IFPIの消費者に関する研究(2018年)では、16~24歳の世代の94%が音楽を聴くためにスマートフォンを使う、81%がストリーミング配信を使う(YouTubeを含む):ミレニアル世代が73%にとどまるのに対して大変高い割合である。とはいえ最新世代はさらに衝撃的だ、レーベルがないのだ。最近ネット上にi-D magazineの興味深い記事が載った。Gen-Z(ジェネレーションZの略)にとって音楽ジャンルの壁のみならず性別の壁は消えつつあり、“かれらの音楽は容易に変わりカテゴライズするのは難しい”現象が起きている。もちろん彼らが聴く音楽の種類に限った話ではなく、新世代のアーティストたちも同様なのである。他のミュージシャンと共作し格付けされることを受け入れる傾向が多少ある。BillboardのインタビューでBillie Eilishは「ジャンル分けする考え方は大嫌いだ。歌が一つのカテゴリーに入れられなければいけないとは思わない」ときっぱり言った。

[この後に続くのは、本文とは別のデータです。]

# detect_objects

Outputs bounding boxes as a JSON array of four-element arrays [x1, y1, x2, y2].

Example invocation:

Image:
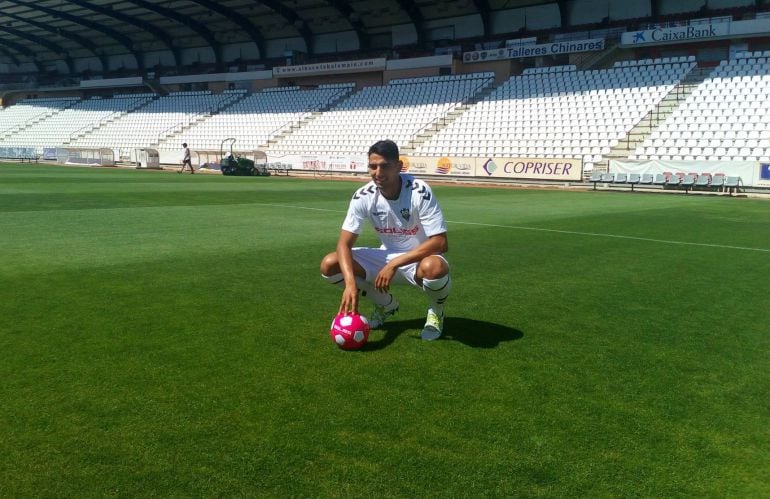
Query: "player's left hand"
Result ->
[[374, 265, 396, 293]]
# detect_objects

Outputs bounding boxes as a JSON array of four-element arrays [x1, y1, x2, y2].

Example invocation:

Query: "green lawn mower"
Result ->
[[220, 138, 270, 177]]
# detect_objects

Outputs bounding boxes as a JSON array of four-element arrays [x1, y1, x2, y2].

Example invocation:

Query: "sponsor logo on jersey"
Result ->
[[374, 226, 420, 236]]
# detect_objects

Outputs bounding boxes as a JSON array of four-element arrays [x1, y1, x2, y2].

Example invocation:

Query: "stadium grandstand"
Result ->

またi-D magazineはストリーミング配信の爆発的拡大がこの変化の主な原因だと書いている:「Spotfyのような環境では特定のアルバムやジャンルとの関係に比重が置かれたが、新世代は自分たちの好みの歌を選別しプレイリストに加える。」特に注目すべきことは、異なった種類のプレイリストである。Sweety Highが行った昨年の研究では、オンラインの上位はジェネレーションZの若い女の子たちが占め、ジェネレーションZの女性のほぼ97%が「少なくとも5つの異なったジャンルの音楽」を聴いていた。実際「ジェネレーションZの中心は音楽が入り乱れている」「この世代には過去になかったような多種多様なジャンルをミックスする可能性を持っている、ジェネレーションZの子はいろいろなジャンルや好みを混ぜ合わせて新しい音楽を作り出す」とSweety HighのFrank Simonetti CEOは断言する。音楽の好みがより多様になりつつあるのは明らかで、この現象は音楽制作にも衝撃を与えている。ミュージシャン自身が習慣的に様々なジャンルの音楽を聴く場合、多種多様な音の融合が起こることが多い。ソーシャルメディアやファンの共有をミュージシャンは意識している:見事な混成音を作りだすのなら、彼らにとってあらかじめ決められた囲いはなく、音の混合に格付けもしない。ジャンルの掛け合わせと伝統から外れた音を作ることは音楽の独自性を生み出す一つの方法で、これはジェネレーションZのアーティストやファンのお気に入りのやり方だ。アーティストは曲を作って聴かせるためにたくさんのミュージック・プラットフォームを活用し、またアーティストとして第一歩を踏み出して最初のファン層を獲得するSoundcloudから大勢の若いスターがやって来る。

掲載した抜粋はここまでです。